Traditional Medicare v. Medicare Advantage

It happens every year.  We are bombarded on TV with commercials enticing seniors to enroll in a Medicare Advantage Plan.  This year the notable celebrity pitchmen are Joe Namath and Jimmy “JJ” Walker of Good Times fame.  They promise and imply the world if you just sign up.  Sometimes I think they would tell you that you will live to be 100 if they could get away with it and it was on the cue card.

But, are they really a good option?  Here is the good, the bad, and the ugly…

Everyone gets Traditional Medicare (Part A) upon turning 65, or in some cases younger if you meet certain health qualifications.  Part A is the Hospital Portion which has no charge for most people.  Then, there is Part B, which covers doctor’s visits, tests, labs, surgical fees, and other care not directly associated with a hospital visit or stay.  Part B is optional and comes with a charge – usually deducted from Social Security benefits if you are collecting.  In 2022, this will be $170.10 per month for most people, although high earners (based on income from two years prior) could pay as much as $578.30 per month.  Those who don’t enroll when they become eligible and don’t have other “creditable coverage” (usually a group work plan) face higher penalty rates when they ultimately enroll.

Traditional Medicare does not cover everything, and it comes with deductibles and co-insurances that in some instances could leave you with a bill for many thousands of dollars.  It also does not cover outpatient drugs, or provide benefits when traveling outside of the US.  On a very good note, Traditional Medicare is accepted by almost all providers and facilities, and requires no referrals to see a specialist, just that treatment is medically necessary.
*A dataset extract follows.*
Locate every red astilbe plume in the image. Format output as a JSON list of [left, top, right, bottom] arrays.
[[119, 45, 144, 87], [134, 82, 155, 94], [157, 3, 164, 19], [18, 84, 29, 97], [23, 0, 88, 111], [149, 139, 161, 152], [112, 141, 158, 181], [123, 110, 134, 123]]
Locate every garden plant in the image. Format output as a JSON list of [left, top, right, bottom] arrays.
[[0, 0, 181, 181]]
Enter Medicare Supplements.  These standardized plans, offered by insurance companies, pay some or almost all of the out of pocket costs associated with Traditional Medicare.  Monthly premiums range from under $100 per month, to hundreds of dollars per month, depending on age (in most states) and the benefits being provided.  They are available without medical underwriting for pre-existing conditions when purchased within six months of originally enrolling in Part B.   There are some other instances where an applicant can enjoy guaranteed issue, but in most other cases pre-existing conditions will be excluded for six months.

Medicare Part D, refers to prescription drug coverage also available from insurance companies.  Like Medicare Supplements, they are regulated by CMS, but not completely standardized.  Also like Part B, high earners and late enrollees will pay a higher premium.

Now let’s discuss Medicare Advantage Plans, which are also called Medicare Part C.  Those who enroll in Advantage plans trade the Part A and Part B benefits for an HMO, or PPO (in rare instances) offered by an insurance company.  The insurance company receives payments directly from Medicare to provide health benefits to their members.  Many of these plans are available at little or no cost, although the Part B premium must still be paid.

Most of the plans, as HMO’s, provide all care through their network of participating providers and facilities, primarily with little or no out of pocket cost to the member.  They are usually gated – requiring a referral from a primary care physician to access specialist’s, and as managed care the insurer may delay or deny certain treatments.  In many cases, the networks are not very large.

What they do usually provide is prescription drug coverage, and other benefits such as dental care and gym memberships.  On the other hand, many have no networks outside of your home area, so snowbirds may have limits to coverage access for part of the year.

My take on all of this… 

Everyone’s situation is different.  However, those on Medicare are at a stage of life where one should expect health issues that are increasing in frequency and often severity.  When facing a serious illness, you should want the best care possible.  It can often be the difference in your quality of life and even life or death.  If you get a cancer diagnosis, do you want to be treated in the local community hospital or have the option of being treated at a center of excellence like Memorial Sloane Kettering?

The Medicare Advantage plans look great on paper.  They cover everything and cost little out of pocket.  However, the quality of care has limits.  They pay doctors and facilities less than Traditional Medicare.  Many facilities and providers won’t or can’t discount their fees to those levels.  It’s usually the better and more successful ones who don’t.  Often the members are left being treated by the second string.  That’s a horrible dilemma when you have a serious issue. 

If your strategy is to save money on the Advantage Plan until you get sick and they switch back, there are two problems with that.  Generally, you can only switch back on January 1st each year, so if you get sick in February, that’s a lifetime – sometimes literally.  Second, you will usually incur a pre-existing  condition limitation upon applying for a Medicare Supplement, so that’s an additional 6 months of potentially large expenses.

There is nothing more important than your health.  Traditional Medicare costs you more than Medicare Advantage, but the benefit can be priceless.  Silver Sneakers v. Sloane should be a no brainer.  If you are already at Medicare age, bite the bullet if you can.  If you aren’t there yet, it’s time to incorporate your future health care needs into your Financial Plan.

The Bottom Line:  You can’t put a price on your health.